Pope: Every Person Must Grapple With Evil

VATICAN CITY-Conversion comprises a return to God and liberation from evil, a process which each individual must actively undertake to be saved, Pope John Paul II said.

Included in his Aug. 18 general audience, the catechesis followed previous teachings on heaven, purgatory and hell, and the way to attain eternal happiness.

The Pope noted that the problem of evil is a focus of the final year of preparation for the Great Jubilee Year 2000, as he stipulated in his apostolic letter, Tertio Millennio Adveniente.

Because the Christian sees the “road to conversion as liberation from evil, it is a topic that profoundly touches our experience,” the Holy Father observed. In fact, “the whole of personal and communal history is, to a great extent, a struggle against evil.”
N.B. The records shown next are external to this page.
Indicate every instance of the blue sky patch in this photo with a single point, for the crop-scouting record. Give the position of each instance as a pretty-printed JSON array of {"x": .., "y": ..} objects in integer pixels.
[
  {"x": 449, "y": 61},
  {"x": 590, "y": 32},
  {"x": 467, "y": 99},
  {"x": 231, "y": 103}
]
“While the struggle against evil is a significant part of the experience of personal and community life, we know that to overcome sin we must rely on the strength which God gives us in Christ,”'the Pope told pilgrims gathered in the Paul VI Audience Hall.

Scripture emphasizes that conversion means making a sincere return to God as well as being freed from sin, he noted.
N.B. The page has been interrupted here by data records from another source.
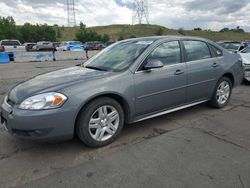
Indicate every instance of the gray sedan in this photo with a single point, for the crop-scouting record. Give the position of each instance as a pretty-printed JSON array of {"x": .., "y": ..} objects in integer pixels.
[{"x": 127, "y": 82}]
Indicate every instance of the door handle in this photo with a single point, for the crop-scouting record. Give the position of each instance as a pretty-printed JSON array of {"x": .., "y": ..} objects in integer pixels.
[
  {"x": 215, "y": 64},
  {"x": 179, "y": 72}
]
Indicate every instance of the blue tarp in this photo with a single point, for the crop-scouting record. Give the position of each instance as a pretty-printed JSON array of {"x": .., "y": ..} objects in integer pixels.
[{"x": 4, "y": 57}]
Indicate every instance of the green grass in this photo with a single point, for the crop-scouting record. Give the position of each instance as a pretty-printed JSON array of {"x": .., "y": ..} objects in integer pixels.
[{"x": 127, "y": 31}]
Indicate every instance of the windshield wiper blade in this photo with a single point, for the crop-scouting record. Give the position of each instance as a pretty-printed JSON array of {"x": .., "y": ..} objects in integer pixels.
[{"x": 96, "y": 68}]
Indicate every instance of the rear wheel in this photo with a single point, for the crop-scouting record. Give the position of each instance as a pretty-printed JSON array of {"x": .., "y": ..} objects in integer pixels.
[
  {"x": 100, "y": 122},
  {"x": 222, "y": 93}
]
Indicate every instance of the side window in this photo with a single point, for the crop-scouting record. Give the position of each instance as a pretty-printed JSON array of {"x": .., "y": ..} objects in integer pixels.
[
  {"x": 216, "y": 52},
  {"x": 168, "y": 53},
  {"x": 196, "y": 50}
]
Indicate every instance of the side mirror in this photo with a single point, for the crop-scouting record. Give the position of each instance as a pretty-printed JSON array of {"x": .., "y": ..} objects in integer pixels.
[{"x": 153, "y": 64}]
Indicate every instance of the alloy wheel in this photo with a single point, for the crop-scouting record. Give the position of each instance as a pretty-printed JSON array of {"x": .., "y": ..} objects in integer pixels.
[
  {"x": 104, "y": 123},
  {"x": 223, "y": 92}
]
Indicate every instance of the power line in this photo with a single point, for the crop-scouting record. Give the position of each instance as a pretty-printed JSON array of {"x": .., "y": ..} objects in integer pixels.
[{"x": 140, "y": 12}]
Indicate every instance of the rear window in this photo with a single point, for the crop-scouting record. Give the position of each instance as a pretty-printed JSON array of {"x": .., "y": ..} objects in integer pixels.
[
  {"x": 196, "y": 50},
  {"x": 10, "y": 43}
]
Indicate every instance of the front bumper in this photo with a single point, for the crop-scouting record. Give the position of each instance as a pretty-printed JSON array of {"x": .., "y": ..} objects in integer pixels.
[
  {"x": 54, "y": 124},
  {"x": 247, "y": 72}
]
“In this process,”'he added, “the sinner recognizes his sin and returns to God, placing his confidence in God's mercy and forgiveness.”

“As Christians, we believe that Jesus Christ has definitively conquered the evil one,”'Pope John Paul said. “However, each one of us must freely accept this victory by undertaking the commitment and continual vigilance which the struggle against sin requires.”

Linked to man's freedom, the Pope explained that sin emerges in the interior terrain where “man's conscience, will and sensibility are in contact with dark forces which, according to St. Paul, ‘act in the world until they dominate it.’ Sadly, human beings can become protagonists of perversity, that is, become an evil and perverse generation,”

He said immorality, which arises from evil, provokes suffering that can be alleviated only by overcoming sin.

“We are called to conversion,”'Pope John Paul said, “that is, to return sincerely to God and to free ourselves from evil; these are the two aspects of a single path.”

The Pope added, “only Jesus makes us conscious of evil.”

Pope John Paul pointed out that in St. Matthew's version of the Our Father, the faithful are meant to ask for deliverance “from the evil one” ‘- an “adjective form,”’ the Pope added, “which can indicate a personification of evil.”

“This is provoked in the world by the spiritual being, called the devil or Satan in biblical revelation, who deliberately opposes God,”'he continued.

“Human malignity caused by that which is demonic or which is provoked by its influence,”'the Pope said, is present “even in our time in an alluring form, seducing minds and hearts, in this way causing the loss of the sense of evil and of sin.”